By Karen Lynch
Companies are increasingly printing prototypes, machine tools, spare parts and finished goods. Early barriers to use, such as the high cost and slow speeds of 3D printers, are falling. The number of printers to be shipped in 2016 is projected at roughly half a million, or double what was shipped last year and on track to reach 6.7 million units shipped in 2020, according to the Gartner market research firm.1
While rapid prototyping remains the predominant use of the printers, some businesses have gone much farther. For example, the hearing aid industry is often cited for its heavy reliance on 3D printing.

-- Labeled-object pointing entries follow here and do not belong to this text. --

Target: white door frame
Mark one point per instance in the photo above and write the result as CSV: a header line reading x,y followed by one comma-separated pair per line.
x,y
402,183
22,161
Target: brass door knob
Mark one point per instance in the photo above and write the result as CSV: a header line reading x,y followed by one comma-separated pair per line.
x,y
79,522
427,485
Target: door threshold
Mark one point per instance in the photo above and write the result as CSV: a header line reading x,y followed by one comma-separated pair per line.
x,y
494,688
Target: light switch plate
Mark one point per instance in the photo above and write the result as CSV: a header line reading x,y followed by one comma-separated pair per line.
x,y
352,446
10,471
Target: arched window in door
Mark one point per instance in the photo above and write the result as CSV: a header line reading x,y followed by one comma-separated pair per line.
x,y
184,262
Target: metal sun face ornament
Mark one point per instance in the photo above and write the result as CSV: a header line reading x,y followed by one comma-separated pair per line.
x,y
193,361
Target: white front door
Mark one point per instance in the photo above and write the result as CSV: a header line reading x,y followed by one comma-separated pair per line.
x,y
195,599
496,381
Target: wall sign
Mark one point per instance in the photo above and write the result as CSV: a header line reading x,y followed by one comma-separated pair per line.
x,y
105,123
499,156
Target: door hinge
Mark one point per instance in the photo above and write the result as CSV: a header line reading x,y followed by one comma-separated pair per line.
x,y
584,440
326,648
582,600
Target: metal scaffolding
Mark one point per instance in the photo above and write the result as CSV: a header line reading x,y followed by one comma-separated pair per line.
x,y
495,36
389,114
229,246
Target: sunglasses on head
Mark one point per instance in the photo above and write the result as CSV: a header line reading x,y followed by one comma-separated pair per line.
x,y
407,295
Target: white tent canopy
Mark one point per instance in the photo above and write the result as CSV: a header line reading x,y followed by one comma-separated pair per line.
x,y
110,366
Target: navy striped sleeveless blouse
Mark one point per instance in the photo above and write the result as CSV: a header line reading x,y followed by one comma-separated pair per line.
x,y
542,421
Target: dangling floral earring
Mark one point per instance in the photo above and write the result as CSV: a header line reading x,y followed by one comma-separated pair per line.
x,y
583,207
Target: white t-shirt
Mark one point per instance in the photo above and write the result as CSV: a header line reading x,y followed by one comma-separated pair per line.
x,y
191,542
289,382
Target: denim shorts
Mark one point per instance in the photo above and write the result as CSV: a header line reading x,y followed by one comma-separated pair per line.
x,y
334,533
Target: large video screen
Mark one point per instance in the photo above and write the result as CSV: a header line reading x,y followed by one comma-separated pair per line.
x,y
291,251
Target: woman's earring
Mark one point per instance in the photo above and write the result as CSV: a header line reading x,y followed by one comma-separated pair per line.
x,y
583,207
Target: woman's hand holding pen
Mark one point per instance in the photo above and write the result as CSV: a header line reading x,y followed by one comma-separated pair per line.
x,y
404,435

Beyond medical markets, other leading industries include aeronautics, automobiles and consumer products. Now, 65 percent of global supply chain managers say they use 3D printing or will invest in it over the next two years, according to a survey by Gartner.2
What makes 3D printing potentially transformative for global supply chain management is its ability to fabricate products closer to customers around the world, customize those products in real time and reduce inventory, shipping costs and capital expenditures on factories and warehouses. In the Gartner survey, managers’ motivations for deploying the technology were nearly evenly split among transforming customer experience and service, gaining efficiency, generating revenue and reducing costs.
Those are the possibilities if a company strategically places printers (instead of factories) in selected markets, for example, or purchases capacity in those markets from the growing number of 3D printing services companies. If there is someday a 3D printer in every home, as some project, the “last mile” supply chain challenge would also be transformed. In the meantime, e-commerce retailers such as Amazon.com have tentative plans to put 3D printers in delivery trucks.3
The Deloitte consultancy has translated many of these potential benefits – and their tradeoffs – into financial planning terms.4 For example, 3D printing can alter the capital-versus-scale relationship, reducing the spend required to reach minimum efficient scale for production. It can also impact the capital-versus-scope relationship, reducing the cost of expanding the product line or entering new markets. Production presents other cost-cutting opportunities, such as reduced labor, readily produced spare parts for manufacturing equipment and less wasted material. Across the enterprise, benefits can include greater flexibility in market response and competitive differentiation, including mass customization and product personalization.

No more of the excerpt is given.